Like "Webster", the name "Roget" is in the public domain and is used by many different publishers. "Roget's 21st Century Thesaurus" is approximately the same physical size as the new fifth edition of "Roget's International Thesaurus" ["RBB" O 1 92], but--unlike the traditional classified order of that work--it employs a hybrid arrangement. The bulk of "Roget's 21st" is in dictionary order like the "Random House Thesaurus College Edition" and "Webster's New Dictionary of Synonyms", but it also has a "Concept Index" that groups together main-entry words that share the same idea or property. This index has 10 broad concepts (e.g., actions, life forms, qualities) divided into 837 more specific topics
Users of "Roget's 21st" who look up one of the 17,000 main entries in the A-Z section will find a short definition of the word, a lengthy list of alphabetically arranged undifferentiated synonyms, and cross-references to the "Concept Index," located at the back of the volume. At each numbered concept in this index, lists of related main-entry terms can be found. Users can then turn to each of these main entries to find other synonyms for the first word that have different nuances. For the user who will take the time to search each main entry referenced by the "Concept Index," this resource is a gem. For the person who wants to quickly narrow down a search for synonyms, the classified approach provided by "Roget's International" may be preferred
Although the synonyms listed in both titles necessarily overlap, each has unique words and groupings. For example, "Roget's International" provides synonyms for "ear" as a body part; "Roget's 21st" does not. Through its "Concept Index," "Roget's 21st" provides such related colorful words for the main-entry "abase" as "crucify" and "nettle"; "Roget's International" provides synonyms that fall under the general senses of "humility" and "promotion/demotion". "Roget's International" provides a list of types of guns within the synonym lists for "arms"; "Roget's 21st" does not. Both titles seem to be equally up-to-date. For example, they include such modern concepts as "significant other", such slang as "get down" and "gnarly", and such scientific terms as "genetic"

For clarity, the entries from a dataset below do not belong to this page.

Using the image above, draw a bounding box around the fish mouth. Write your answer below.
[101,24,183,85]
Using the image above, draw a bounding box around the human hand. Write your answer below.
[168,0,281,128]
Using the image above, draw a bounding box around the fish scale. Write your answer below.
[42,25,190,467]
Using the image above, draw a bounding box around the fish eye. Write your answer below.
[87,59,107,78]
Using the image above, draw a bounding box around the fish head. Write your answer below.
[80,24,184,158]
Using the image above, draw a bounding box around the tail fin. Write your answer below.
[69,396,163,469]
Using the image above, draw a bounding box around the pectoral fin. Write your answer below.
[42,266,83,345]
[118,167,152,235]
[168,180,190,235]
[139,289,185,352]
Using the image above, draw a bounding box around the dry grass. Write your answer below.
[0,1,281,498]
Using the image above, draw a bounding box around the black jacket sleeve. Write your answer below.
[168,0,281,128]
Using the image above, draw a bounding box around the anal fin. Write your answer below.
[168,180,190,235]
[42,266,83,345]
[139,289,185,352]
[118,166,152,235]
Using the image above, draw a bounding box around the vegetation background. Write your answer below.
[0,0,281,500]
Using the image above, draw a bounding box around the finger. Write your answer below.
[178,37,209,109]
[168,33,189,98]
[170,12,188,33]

For people who want immediate access to specific words, "Roget's International" is probably going to continue as a first choice. For example, words and phrases such as "significant other", "RNA", and "all of a sudden" can be directly accessed through the alphabetical index at the back of "Roget's International"; they are not direct access points in the A-Z section of "Roget's 21st". Conversely, people who wish to browse will appreciate "Roget's 21st"'s "Concept Index," which provides access to words that may be less closely related to the original lookup. "Roget's 21st" claims approximately 38 percent more words (450,000 to "Roget's International"'s 325,000). The preface of "Roget's 21st" indicates that it uses fewer abbreviations and symbols than other recent thesauruses. Indeed, the only abbreviation used is for part of speech; an asterisk is employed to denote nonstandard usage. "Roget's International" uses 43 abbreviations to denote foreign or technical words; this information isn't found in "Roget's 21st". "Roget's 21st" provides brief definitions for all main entries; "Roget's International" occasionally provides quotations that help to define a word. Neither thesaurus provides antonyms
The preface of "Roget's 21st" states that classified editions of "Roget's" bury synonyms and that "all to often, the right word remains elusive." For those who dislike a classified approach to word finding, this may be true; for others, "Roget's 21st"'s approach may cause the pitfall that it claims to eliminate. Ultimately, a writer's first choice of a thesaurus will depend upon personal preference. But since both of these inexpensive titles are exceptional, academic and public libraries should purchase both of them. Depending upon the student body, high school librarians might also consider acquiring both.